Palestinian president Mahmoud Abbas will receive Mr Bush later at his walled headquarters, which was repainted and had its helipad repaved before the meeting.
Residents in buildings around Mr Abbas’ compound were told to stay away from windows and balconies and Palestinian security officials said US snipers were being deployed in the area.
Mr Bush, who arrived in Israel yesterday, will spend much of today in the West Bank, and will visit Jesus’ traditional birth grotto in biblical Bethlehem.
He was to fly from Jerusalem to nearby Ramallah by helicopter, but Israeli police said heavy fog was forcing the president to come by car instead. The car trip would take 30 minutes and take Mr Bush through two Israeli checkpoints in the West Bank.
But Mr Bush’s visit has generated little excitement among Palestinians, who are largely sceptical of his promises to try to move along Israeli-Palestinian peace talks. The US is perceived in the Palestinian areas as a staunch ally of Israel, at the expense of the Palestinians.
“Bush stands with Israel. He doesn’t care about the Palestinians,” 47-year-old grocer Hassan Nadali said as he opened the doors to his business in Ramallah’s largely-deserted Manara Square.
“He is actually going to set us back. He is not going to take our issues further.”
Nearby, police checked documents of motorists, and blocked the road leading to Mr Abbas’ compound with a pile of tyres.

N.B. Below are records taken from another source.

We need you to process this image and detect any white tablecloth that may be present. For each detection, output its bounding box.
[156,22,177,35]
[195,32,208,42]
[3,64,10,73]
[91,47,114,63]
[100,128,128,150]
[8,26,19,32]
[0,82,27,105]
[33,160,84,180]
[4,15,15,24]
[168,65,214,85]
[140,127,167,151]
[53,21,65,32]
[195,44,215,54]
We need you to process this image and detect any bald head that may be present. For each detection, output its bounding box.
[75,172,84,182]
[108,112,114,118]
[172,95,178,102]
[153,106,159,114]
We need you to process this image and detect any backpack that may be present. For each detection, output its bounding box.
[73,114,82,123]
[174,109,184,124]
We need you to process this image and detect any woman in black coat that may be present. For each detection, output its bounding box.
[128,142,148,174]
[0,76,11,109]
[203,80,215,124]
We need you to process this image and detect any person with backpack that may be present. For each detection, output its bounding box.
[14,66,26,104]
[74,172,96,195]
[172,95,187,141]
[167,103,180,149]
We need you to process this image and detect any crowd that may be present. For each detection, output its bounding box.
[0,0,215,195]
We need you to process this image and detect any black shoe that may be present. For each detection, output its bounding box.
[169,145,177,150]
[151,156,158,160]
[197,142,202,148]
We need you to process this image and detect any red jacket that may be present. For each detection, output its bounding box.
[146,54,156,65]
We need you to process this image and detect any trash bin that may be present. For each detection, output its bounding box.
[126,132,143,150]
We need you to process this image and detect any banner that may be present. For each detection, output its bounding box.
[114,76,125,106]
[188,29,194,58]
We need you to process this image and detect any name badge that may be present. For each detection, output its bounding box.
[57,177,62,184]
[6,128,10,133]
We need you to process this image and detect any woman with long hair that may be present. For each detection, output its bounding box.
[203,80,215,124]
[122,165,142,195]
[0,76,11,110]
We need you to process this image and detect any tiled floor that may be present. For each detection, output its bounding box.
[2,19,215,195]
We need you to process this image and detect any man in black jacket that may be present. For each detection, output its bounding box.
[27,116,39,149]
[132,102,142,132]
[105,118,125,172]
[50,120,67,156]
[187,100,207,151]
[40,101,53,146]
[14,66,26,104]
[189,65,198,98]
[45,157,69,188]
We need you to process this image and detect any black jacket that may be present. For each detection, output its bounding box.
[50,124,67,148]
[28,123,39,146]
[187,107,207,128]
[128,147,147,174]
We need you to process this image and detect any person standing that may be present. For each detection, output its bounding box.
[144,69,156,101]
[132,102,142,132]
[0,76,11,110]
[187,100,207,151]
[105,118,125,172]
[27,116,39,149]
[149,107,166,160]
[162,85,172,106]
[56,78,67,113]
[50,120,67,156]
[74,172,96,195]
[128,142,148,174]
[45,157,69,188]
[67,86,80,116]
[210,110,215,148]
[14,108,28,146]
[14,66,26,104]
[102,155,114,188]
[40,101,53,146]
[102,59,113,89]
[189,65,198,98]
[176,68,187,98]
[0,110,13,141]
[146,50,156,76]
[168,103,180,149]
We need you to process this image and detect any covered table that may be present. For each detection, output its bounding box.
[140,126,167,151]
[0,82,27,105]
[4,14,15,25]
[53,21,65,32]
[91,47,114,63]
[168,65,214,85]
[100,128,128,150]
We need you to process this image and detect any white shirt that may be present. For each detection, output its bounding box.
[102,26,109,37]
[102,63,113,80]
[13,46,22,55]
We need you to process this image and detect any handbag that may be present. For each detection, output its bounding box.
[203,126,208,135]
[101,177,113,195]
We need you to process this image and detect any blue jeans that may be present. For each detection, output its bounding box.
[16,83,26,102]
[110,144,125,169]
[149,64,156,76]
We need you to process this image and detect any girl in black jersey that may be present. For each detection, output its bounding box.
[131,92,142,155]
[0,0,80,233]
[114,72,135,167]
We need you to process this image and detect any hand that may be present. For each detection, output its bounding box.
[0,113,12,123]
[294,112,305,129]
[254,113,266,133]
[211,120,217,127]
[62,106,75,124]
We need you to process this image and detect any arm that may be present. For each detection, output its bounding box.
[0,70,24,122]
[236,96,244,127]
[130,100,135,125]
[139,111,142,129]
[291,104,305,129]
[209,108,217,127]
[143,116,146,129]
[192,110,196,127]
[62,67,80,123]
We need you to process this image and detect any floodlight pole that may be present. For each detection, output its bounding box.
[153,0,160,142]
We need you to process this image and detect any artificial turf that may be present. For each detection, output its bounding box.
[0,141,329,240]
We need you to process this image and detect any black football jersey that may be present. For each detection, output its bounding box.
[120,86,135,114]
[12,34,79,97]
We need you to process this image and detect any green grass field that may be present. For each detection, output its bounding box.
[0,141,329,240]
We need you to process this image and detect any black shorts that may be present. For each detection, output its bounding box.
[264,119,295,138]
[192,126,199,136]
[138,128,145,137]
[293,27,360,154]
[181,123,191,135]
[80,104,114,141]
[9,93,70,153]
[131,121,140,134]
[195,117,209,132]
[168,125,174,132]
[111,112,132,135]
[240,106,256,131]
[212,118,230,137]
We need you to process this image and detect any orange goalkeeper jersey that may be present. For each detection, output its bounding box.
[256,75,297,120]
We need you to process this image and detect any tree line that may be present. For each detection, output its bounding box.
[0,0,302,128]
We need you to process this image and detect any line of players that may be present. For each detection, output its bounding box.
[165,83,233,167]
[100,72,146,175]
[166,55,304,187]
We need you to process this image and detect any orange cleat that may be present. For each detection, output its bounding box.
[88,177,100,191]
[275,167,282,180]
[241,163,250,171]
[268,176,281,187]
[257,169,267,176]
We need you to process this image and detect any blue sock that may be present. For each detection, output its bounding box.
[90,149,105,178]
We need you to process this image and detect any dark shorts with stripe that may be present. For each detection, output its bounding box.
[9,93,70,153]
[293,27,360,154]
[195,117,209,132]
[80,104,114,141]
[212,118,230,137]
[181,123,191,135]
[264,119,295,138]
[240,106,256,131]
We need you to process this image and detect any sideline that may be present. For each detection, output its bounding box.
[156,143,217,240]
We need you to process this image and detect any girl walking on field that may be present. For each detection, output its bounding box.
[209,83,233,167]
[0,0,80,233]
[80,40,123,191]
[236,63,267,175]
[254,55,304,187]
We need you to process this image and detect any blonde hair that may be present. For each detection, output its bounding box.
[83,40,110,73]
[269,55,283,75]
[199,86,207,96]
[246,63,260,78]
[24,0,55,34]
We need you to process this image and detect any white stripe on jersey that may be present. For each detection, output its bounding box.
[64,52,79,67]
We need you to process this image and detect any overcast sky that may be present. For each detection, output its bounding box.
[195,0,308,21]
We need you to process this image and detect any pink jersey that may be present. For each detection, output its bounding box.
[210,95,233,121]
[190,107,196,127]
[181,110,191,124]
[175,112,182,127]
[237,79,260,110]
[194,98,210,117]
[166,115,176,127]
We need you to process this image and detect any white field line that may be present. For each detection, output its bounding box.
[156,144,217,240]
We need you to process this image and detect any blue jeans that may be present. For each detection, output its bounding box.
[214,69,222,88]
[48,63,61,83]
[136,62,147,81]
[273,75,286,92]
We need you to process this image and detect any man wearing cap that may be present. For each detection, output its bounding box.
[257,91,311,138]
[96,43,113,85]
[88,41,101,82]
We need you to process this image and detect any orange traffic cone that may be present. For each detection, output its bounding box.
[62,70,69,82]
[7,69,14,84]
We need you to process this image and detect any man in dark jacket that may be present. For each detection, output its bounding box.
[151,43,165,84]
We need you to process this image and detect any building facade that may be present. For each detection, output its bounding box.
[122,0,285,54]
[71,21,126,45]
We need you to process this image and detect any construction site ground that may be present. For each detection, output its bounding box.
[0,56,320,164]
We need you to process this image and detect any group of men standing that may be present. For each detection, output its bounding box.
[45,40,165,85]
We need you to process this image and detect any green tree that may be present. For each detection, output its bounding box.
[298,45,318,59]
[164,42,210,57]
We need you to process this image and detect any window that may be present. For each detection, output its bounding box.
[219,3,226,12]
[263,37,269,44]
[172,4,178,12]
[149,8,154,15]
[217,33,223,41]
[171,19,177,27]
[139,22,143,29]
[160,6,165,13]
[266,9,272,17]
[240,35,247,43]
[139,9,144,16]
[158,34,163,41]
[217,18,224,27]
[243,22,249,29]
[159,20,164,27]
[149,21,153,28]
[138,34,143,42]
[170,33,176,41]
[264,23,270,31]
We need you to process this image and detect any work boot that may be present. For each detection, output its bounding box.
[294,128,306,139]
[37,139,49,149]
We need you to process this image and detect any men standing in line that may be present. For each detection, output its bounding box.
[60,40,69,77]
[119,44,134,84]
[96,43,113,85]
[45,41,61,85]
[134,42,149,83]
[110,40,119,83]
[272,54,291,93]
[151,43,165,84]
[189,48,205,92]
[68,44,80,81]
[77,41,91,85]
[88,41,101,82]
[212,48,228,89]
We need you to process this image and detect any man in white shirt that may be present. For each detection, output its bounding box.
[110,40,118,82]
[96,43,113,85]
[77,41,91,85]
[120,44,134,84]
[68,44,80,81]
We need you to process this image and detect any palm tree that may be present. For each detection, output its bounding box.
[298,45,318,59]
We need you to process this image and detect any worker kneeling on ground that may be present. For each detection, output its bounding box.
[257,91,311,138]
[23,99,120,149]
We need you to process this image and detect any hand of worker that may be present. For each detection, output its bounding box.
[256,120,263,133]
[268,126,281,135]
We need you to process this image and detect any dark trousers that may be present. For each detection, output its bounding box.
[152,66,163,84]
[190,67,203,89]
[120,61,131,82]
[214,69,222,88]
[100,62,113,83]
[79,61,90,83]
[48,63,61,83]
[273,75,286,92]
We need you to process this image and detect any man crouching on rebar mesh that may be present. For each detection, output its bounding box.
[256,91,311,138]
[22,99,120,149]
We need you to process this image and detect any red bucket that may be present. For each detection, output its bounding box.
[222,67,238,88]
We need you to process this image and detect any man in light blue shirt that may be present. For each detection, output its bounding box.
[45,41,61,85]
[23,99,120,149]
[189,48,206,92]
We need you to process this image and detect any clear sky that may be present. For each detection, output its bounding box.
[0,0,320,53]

Pedestrian Hind Abu Aoun stood at one closed junction, arguing with police to cross a blocked road to get to work.
“I think this is the only tangible result of Bush’s visit – closed roads,” she said.
Yesterday Israel had also imposed a West Bank closure, barring Palestinians from reaching Israel for the duration of the Bush visit.
Mr Bush’s joint news conference with Israeli prime minister Ehud Olmert yesterday did not help to allay Palestinian concerns.
Even though Mr Bush asked Olmert to remove small illegal settlement outposts set up in recent years, the US leader remained silent when the prime minister said he would keep expanding large settlements in some of the areas claimed by the Palestinians for their state, including east Jerusalem.
Under a US-backed peace plan, Israel is required to halt such expansion, and US secretary of state Condoleezza Rice told an Israeli newspaper earlier this week that Washington opposed Israeli settlement construction, including in east Jerusalem.
Nabil Amr, an Abbas adviser, said the Palestinians would like to see greater US involvement in the negotiations, including pressure on Israel to halt settlement construction.
Mr Bush said yesterday he would nudge the parties forward, but not try to impose an agreement.
In Hamas-ruled Gaza, thousands of supporters of the Islamic militant group took to the streets yesterday to protest at the Bush visit. They chanted: “Death to America” and burned effigies of Mr Bush and Mr Olmert, as well as US and Israeli flags.
“We came to say, as we burn the American flag, that God is great, greater than America,” Mushir al-Masri, a Hamas leader, told the demonstrators.
The fate of Gaza is expected to loom large in Mr Bush’s talks with Abbas. Hamas seized control of the coastal territory by force in June, defeating Abbas loyalists. The Palestinian president has no influence there, and it is unlikely he would attempt to restore control by force.
Mr Olmert said yesterday that Gaza would have to be pacified for any peace deal to move forward. Bush said he planned to ask Mr Abbas what he intended to do about halting rocket fire from Gaza on Israel.